El-Fasher After RSF Seizure: The RSF captured El-Fasher on October 26, imposing a communications blackout and leaving the city devastated with reports of executions, mass burials and widespread shortages. More than 106,000 people have fled while an estimated 70,000–100,000 remain trapped, according to the World Food Programme. Satellite imagery and aid groups report bodies being burned, buried and moved; survivors describe detentions, ransom demands and severe shortages of food, water and medicine amid confirmed famine conditions.
El-Fasher Ravaged After RSF Seizure: ‘City Full Of Bodies’, Mass Burials And Famine Reported

When Sudanese nurse Asmaa returned to the Darfur city of El-Fasher she expected to find relatives and neighbours — instead she encountered bodies where homes once stood and no trace of the family she had come to rescue.
Background
The Rapid Support Forces (RSF), which have been battling Sudan's army since April 2023, launched a bloody offensive that captured the army’s last major hold in Darfur on October 26. Witnesses and aid agencies report executions, rape, widespread looting and other atrocities during and after the assault. An RSF-imposed communications blackout has largely sealed El-Fasher off from the outside world since the takeover.
Witness Accounts
Asmaa fled the city on the Sunday it fell but was detained near Nyala with 11 others and freed only after her family paid a $3,000 ransom. She returned to El-Fasher and spent weeks searching shelters, schools and neighbourhoods for missing relatives.
"I do not know if they are detained or dead. I just keep looking in shelters, schools, everywhere," she told reporters.
She described a city that is "terrifying and full of bodies," with her own home "completely destroyed." Entering a neighbour’s house, she found two "still fresh" bodies. Nearby she saw deep pits she believes were used to "erase evidence of killings."

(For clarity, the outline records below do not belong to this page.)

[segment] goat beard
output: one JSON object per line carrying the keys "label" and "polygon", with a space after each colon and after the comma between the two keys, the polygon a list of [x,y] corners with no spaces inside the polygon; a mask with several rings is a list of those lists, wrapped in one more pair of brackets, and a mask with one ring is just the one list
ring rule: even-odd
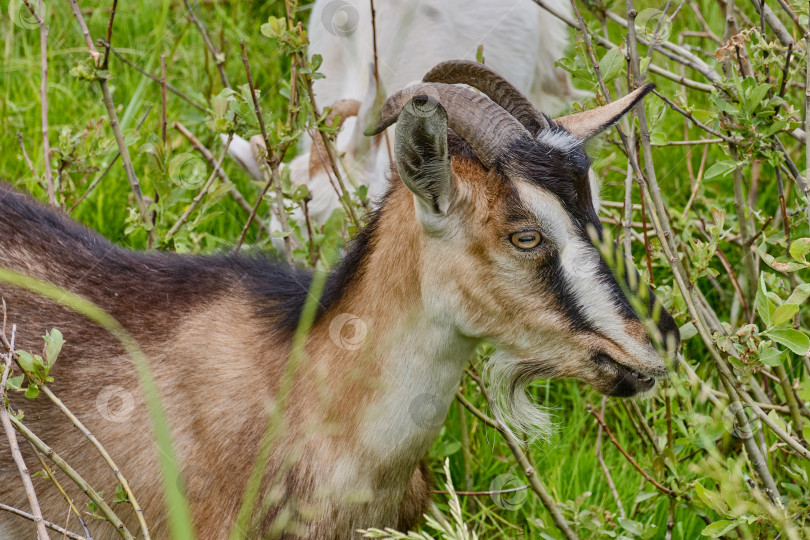
{"label": "goat beard", "polygon": [[553,375],[549,365],[550,362],[529,362],[500,350],[487,362],[486,383],[492,398],[492,413],[519,441],[547,441],[553,432],[551,414],[528,394],[528,386],[533,381]]}

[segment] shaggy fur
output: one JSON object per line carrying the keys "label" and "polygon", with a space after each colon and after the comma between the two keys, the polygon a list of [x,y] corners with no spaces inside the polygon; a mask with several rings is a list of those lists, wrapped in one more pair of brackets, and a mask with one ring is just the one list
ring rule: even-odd
{"label": "shaggy fur", "polygon": [[[598,220],[581,148],[529,141],[505,149],[501,166],[487,170],[454,134],[430,140],[445,137],[446,123],[408,125],[414,133],[403,136],[425,144],[398,147],[397,163],[416,167],[408,174],[419,182],[409,191],[393,171],[380,209],[328,278],[285,427],[263,464],[249,537],[345,539],[359,528],[412,527],[430,502],[420,462],[441,427],[436,419],[484,339],[499,350],[490,371],[497,414],[522,430],[545,423],[523,392],[536,377],[574,377],[632,395],[649,388],[634,374],[665,375],[627,298],[583,238],[583,227]],[[452,156],[442,166],[436,161],[448,157],[437,142]],[[428,144],[441,151],[426,161],[420,147]],[[541,233],[535,249],[510,242],[525,230]],[[95,302],[135,336],[163,398],[197,535],[225,538],[278,397],[309,273],[260,256],[127,251],[5,184],[0,266]],[[153,537],[165,538],[151,424],[131,360],[103,329],[58,303],[2,283],[0,296],[19,349],[38,351],[47,330],[62,331],[67,344],[50,386],[114,457]],[[666,312],[659,327],[677,334]],[[133,407],[119,418],[111,411],[121,401]],[[91,485],[114,493],[106,465],[44,397],[12,393],[11,404]],[[23,452],[33,468],[26,445]],[[5,441],[0,455],[8,455]],[[3,463],[0,501],[26,508],[17,471]],[[46,518],[59,521],[64,500],[45,480],[36,485]],[[128,507],[116,510],[135,530]],[[0,538],[33,530],[0,517]],[[95,538],[116,537],[104,522],[91,525]]]}

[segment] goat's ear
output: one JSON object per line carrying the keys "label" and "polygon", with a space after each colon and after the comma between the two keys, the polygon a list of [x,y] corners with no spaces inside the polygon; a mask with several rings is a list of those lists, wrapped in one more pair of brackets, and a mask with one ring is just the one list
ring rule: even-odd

Satellite And Aid Analysis
AFP and aid organisations have combined satellite imagery with eyewitness testimony to piece together conditions on the ground. Satellite analysis shows a growing number of earth disturbances resembling graves in a roughly 3,600-square-metre area near the UNICEF compound — features that increased from September and through the RSF takeover in October.
Yale University’s Humanitarian Research Lab (HRL) said late-November imagery detected "piles of objects consistent with human bodies" being moved, burned and buried in areas where RSF forces were present. A Red Crescent volunteer who entered El-Fasher on December 4 reported burying bodies scattered across streets and buildings, with new corpses found daily.
Humanitarian Crisis
The World Food Programme (WFP) estimates more than 106,000 people have fled El-Fasher since the takeover, while 70,000–100,000 remain trapped. For 18 months before the assault, many civilians had been surviving under siege on minimal rations such as animal feed and cowhide. The UN recently confirmed famine in parts of the region, and the city has received virtually no sustained humanitarian aid.
One of the few organisations granted access, the Malam Darfur Peace and Development Organisation, delivered food and blankets on December 2 and found severe shortages of water, food and medicine. Doctors Without Borders (MSF) teams in nearby Tawila reported repeated accounts of kidnappings, ransoms, torture and people being prevented from leaving.
RSF Response And Propaganda
The RSF has dismissed many accusations as "fabricated narratives," claiming investigations are under way and releasing video that highlights reconstruction efforts, a new police station and inspections of a water plant while urging residents to resume "normal" life. Aid groups and independent satellite analysis, however, continue to document large-scale destruction, mass burials and denial of humanitarian access.
Broader Context
The fighting in Sudan has killed tens of thousands, displaced millions and reopened deep wounds in Darfur, which suffered atrocities in the early 2000s at the hands of forces linked to today’s RSF. The situation in El-Fasher underscores a worsening humanitarian emergency that requires urgent international attention and access for relief organisations.